Als ich nur noch durch die Tür in die Klasse gehen muss, wird mir schlecht. Ich habe keine Ahnung, wie ich mich verhalten soll. Ich könnte so tun, als würde ich davon nichts wissen, doch mir viel es bereits gestern bei einer viel banaleren Sache schwer zu lügen.

Was, wenn er sauer wird, weil ich nun weiß, dass er zu diesen Schutzgeld-Erpressern gehört? 

Ich atme tief ein und wieder aus, dann setze ich langsam einen Fuß vor den anderen. Mit gesenktem Kopf laufe ich durch die Reihen, bis ich keine andere Wahl habe, als hochzusehen.

Und sofort fallen meine Augen auf Ben. Er sitzt an seinem Platz und tippt etwas in sein Handy. Heute hat er einen weißen Pullover an zu einer schwarzen Jeans. Er sieht eigentlich ganz süß aus, wenn er mal nicht aggressiv ist. 

Ich schüttle diesen Gedanken schnell ab, denn dafür war wirklich nicht der richtige Zeitpunkt.

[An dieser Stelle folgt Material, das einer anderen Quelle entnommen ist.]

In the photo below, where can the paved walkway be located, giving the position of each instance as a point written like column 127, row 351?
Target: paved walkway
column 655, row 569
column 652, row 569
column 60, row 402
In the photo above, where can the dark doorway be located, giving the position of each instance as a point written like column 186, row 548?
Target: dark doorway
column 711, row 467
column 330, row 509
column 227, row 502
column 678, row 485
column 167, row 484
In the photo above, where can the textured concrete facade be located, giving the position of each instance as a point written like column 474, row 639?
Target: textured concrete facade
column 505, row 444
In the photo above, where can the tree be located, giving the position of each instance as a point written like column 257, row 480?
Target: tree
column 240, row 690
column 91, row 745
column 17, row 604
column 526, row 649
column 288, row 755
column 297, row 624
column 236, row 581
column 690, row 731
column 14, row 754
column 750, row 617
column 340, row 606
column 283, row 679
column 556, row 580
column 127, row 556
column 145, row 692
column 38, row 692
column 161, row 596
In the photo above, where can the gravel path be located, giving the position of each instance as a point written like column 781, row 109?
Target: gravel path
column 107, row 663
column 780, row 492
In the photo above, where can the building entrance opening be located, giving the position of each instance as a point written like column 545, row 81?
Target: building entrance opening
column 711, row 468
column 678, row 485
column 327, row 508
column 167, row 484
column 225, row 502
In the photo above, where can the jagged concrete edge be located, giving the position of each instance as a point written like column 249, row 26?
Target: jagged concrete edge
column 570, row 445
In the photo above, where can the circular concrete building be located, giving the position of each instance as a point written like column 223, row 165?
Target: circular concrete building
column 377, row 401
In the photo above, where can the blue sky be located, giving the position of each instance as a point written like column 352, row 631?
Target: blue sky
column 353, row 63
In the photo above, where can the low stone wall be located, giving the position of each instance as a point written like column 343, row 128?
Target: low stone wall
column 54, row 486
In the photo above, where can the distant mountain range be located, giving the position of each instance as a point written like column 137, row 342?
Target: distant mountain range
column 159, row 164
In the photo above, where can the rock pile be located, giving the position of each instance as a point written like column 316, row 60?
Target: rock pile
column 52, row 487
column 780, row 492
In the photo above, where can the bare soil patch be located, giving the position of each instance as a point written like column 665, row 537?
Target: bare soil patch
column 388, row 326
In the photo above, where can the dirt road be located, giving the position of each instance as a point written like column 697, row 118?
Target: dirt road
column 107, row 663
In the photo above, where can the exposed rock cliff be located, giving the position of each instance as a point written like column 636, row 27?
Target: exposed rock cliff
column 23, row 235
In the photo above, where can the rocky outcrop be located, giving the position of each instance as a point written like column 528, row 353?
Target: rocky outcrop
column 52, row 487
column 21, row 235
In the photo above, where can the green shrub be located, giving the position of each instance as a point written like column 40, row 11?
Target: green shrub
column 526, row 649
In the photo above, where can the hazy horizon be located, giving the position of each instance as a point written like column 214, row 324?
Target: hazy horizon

Stumm setze ich mich auf den freien Stuhl, was ihn dazu bewegt, kurz aufzusehen. Als er mich entdeckt, schaut er unbeeindruckt wieder auf sein Handy herab und tippt weiter.

Wir sind dieses Mal zusammen mit einer anderen Gruppe für die Werkstatt eingeteilt, aber da die anderen noch nicht soweit sind, schweigen wir uns zu zweit in dem großen Raum an. 

Ich konzentriere mich ganz auf die Arbeit und hoffe, dass diese Lahmärsche auch bald in diesem furchtbaren Raum aufkreuzen.

 Als Ben über mich hinweg zu einem Stück Pappe greift und mich aus meinen tiefen Gedanken reißt, zucke ich zusammen. Er schaut mich mit großen Augen an. „Alles okay?", fragt er und mustert mich mit hochgezogener Augenbraue. 

Ich bin mir unsicher, was ich sagen soll, nicke kurz und drehe mich weg. „Du bist noch schweigsamer als sonst. Was hast du?", fragt er, als hätten wir uns jemals schon richtig unterhalten. „Warum interessiert dich das?", erwidere ich abweisend und schnappe mir zum fünften Mal den selben Draht, den ich dann wieder fallen lasse. Er antwortet nicht.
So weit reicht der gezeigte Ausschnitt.